Mais tenir un tel langage revient à rappeler au prof qui se sentait bien dans son image de “ cadre A de la fonction publique ” qu’il n’est qu’un travailleur vendant sa force de travail. Et que, de surcroît, il a de moins en moins de leviers pour la vendre le plus cher possible. Le prestige de l’enseignant n’est plus ce qu’il était et, pour en rire, il n’est qu’à voir comment les candidats à la présidentielle se précipitent avec entrain pour se promouvoir auprès de sociétés de chasse, alors que ce sont leurs sous-fifres qui reçoivent les principaux syndicats enseignants les jours de grève ! Le lobbying syndical ne fait plus recette dans l’Education, et il va bien falloir que les profs en prennent conscience s’ils veulent échapper aux menaces qui pèsent actuellement sur un système éducatif déjà bien mal en point.Un des axes de lutte pourrait donc être d’opérer avec leurs élèves et l’ensemble de la population une jonction sur cette question de la résistance à l’exploitation au travail. Pour cela il conviendrait en premier lieu de rompre avec nombre d’habitudes pédagogiques, et au premier chef celle qui consiste à considérer que l’école émancipe alors que pour le plus grand nombre elle reste une propédeutique de soumission à la “ valeur travail ”** toujours et encore sublimée : depuis le “ c’est l’école qui te donnera un bon travail ” comme ressort supposé de la motivation, à la sanction pour “ travail insuffisant ” sur le bulletin scolaire. Etre critique sur la finalité de son travail, et partager cette critique avec ses élèves, pour défendre l’activité actuelle des uns et celle future des autres, pourrait être un axe de lutte porteur.

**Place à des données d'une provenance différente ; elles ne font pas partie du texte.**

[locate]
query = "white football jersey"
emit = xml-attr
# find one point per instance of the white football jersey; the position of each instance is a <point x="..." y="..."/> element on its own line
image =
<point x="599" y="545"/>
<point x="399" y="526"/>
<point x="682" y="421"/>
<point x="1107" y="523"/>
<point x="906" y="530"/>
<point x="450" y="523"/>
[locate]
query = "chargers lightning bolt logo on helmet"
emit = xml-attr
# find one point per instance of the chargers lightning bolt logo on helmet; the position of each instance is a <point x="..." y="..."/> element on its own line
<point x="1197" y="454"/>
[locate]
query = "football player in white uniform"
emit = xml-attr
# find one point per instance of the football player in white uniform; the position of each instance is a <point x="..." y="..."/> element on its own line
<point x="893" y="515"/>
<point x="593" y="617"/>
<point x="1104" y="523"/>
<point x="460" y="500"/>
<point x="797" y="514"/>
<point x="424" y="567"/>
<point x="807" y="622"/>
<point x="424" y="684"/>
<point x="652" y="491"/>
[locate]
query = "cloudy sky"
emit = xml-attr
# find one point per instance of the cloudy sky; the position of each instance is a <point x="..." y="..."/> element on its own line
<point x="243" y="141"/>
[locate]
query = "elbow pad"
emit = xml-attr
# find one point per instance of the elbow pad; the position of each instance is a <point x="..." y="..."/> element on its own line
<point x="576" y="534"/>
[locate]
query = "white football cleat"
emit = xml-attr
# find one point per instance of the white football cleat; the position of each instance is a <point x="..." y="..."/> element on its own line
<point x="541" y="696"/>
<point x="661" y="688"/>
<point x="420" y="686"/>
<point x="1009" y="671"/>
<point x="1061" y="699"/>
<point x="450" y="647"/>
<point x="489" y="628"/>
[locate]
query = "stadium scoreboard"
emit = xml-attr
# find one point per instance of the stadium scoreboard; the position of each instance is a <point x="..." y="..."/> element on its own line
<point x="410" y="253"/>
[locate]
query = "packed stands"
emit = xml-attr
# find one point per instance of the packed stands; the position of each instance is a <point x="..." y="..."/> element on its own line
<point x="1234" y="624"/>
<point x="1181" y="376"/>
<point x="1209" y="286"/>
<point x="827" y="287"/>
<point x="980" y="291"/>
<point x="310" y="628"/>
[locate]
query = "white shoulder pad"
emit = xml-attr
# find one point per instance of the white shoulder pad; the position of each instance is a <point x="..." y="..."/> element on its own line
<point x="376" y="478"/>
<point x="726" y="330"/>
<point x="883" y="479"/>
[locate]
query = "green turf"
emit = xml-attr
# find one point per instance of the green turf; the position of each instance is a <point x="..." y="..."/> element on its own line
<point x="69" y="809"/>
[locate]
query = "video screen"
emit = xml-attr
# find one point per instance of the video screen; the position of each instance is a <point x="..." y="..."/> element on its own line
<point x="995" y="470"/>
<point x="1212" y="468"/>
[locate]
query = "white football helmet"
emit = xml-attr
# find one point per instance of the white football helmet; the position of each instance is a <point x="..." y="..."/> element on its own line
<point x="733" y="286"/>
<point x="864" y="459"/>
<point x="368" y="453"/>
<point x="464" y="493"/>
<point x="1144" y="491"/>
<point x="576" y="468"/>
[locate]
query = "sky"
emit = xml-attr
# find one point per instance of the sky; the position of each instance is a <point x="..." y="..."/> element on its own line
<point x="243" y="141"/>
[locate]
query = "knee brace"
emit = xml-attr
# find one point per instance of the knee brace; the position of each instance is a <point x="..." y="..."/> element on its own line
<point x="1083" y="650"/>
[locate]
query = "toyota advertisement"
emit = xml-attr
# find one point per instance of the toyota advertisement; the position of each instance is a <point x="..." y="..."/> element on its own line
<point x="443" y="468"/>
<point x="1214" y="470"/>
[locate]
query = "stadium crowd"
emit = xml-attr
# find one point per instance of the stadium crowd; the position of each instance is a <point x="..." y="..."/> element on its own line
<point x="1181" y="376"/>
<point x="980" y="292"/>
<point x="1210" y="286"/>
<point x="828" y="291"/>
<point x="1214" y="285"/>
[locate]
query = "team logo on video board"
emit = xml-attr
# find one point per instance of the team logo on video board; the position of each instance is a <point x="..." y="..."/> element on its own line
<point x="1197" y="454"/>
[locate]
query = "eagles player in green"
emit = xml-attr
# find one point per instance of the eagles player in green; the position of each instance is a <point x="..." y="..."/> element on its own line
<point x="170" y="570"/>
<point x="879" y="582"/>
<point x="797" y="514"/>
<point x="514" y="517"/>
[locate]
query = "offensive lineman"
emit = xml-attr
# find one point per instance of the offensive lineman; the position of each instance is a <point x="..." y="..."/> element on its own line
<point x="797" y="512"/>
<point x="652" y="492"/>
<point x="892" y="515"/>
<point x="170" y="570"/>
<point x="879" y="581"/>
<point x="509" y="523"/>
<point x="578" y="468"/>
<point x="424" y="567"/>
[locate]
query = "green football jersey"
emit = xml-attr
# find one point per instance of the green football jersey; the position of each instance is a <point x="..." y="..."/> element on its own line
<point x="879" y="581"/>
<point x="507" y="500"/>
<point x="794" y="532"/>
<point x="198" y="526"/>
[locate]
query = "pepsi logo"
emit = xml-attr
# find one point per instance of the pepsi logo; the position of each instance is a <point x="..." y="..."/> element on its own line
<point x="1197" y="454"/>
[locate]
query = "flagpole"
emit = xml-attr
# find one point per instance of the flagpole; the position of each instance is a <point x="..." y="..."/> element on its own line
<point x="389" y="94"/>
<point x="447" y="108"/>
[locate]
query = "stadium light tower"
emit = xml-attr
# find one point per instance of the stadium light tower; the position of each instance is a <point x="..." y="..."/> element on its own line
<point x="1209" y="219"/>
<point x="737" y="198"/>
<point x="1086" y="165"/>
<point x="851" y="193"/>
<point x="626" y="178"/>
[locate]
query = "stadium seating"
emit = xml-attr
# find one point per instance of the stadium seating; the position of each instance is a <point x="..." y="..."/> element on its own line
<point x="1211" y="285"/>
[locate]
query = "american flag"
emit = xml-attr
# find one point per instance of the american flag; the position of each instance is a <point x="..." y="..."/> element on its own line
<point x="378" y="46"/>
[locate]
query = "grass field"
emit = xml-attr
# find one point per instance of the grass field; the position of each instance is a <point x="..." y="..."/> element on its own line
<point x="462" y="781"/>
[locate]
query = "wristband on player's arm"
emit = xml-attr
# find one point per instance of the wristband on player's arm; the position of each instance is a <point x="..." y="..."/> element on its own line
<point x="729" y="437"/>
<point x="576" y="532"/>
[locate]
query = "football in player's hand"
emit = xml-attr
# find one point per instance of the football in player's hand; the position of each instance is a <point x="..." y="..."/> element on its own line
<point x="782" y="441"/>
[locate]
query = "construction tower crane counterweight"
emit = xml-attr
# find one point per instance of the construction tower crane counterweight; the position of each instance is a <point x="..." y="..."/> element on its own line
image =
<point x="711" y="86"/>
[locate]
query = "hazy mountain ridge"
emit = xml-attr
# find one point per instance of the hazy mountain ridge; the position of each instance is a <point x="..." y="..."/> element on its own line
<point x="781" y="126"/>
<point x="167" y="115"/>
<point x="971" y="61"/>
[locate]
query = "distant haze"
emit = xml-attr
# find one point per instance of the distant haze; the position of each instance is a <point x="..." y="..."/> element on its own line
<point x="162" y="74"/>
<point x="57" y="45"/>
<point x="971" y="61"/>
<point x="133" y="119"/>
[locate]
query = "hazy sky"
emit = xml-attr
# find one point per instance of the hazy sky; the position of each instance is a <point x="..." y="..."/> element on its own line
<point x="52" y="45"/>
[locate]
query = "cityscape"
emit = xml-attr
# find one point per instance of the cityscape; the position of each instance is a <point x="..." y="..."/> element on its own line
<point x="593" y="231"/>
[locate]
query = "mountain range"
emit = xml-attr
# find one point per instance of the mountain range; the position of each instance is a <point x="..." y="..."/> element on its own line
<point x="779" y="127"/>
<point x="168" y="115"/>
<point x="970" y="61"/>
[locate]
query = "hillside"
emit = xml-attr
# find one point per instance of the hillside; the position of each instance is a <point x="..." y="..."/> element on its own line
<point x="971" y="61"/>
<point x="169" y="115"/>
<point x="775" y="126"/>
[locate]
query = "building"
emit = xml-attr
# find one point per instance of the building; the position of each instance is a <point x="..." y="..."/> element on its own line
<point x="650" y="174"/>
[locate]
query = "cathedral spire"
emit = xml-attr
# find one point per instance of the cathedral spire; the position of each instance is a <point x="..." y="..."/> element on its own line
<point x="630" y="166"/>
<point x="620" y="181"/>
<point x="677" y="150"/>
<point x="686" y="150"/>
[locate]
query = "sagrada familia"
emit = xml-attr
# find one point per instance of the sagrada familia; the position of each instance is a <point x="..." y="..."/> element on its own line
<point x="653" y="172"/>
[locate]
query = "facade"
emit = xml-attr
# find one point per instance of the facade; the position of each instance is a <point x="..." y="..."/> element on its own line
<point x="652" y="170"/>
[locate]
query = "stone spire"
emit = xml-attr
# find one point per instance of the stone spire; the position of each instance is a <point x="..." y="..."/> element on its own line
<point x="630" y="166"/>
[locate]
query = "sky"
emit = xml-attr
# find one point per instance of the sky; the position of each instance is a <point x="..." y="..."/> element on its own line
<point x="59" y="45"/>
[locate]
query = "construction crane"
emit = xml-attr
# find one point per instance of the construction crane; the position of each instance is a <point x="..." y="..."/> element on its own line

Mais pour le corps enseignant cela voudrait dire rompre avec son modèle idéologique, celui de la promotion sociale laïque et républicaine par le mérite, qui transcende gauche et droite. Il est clair que le monde enseignant ne peut rompre pour l’instant avec ce modèle auquel il s’identifie, et par lequel il trouve sa raison d’exister socialement. Le corps professoral ne peut pas encore ni raisonner ni agir en termes de lutte de classe***, car il lui est encore trop douloureux de se penser du côté des exploités et des dominés, tant il se croit toujours du côté de ceux qui pensent et font les décideurs, faute de vraiment décider ! Ici et maintenant tout du moins, parce qu’à Oaxaca…


Philippe
Février 2007.

*Ce paragraphe s’inspire très largement des analyses de Nico Hirtt, de l’APED, Association pour une Ecole démocratique
(http://www.ecoledemocratique.org)
** cf. Nestor Romero
“ La valeur Travail ”, publié sur
http://ecoledesrichesecoledespauvre...
*** cf. la brochure “ Pour une compréhension critique du mouvement du printemps 2003 ”, Echanges et Mouvement, septembre 2004.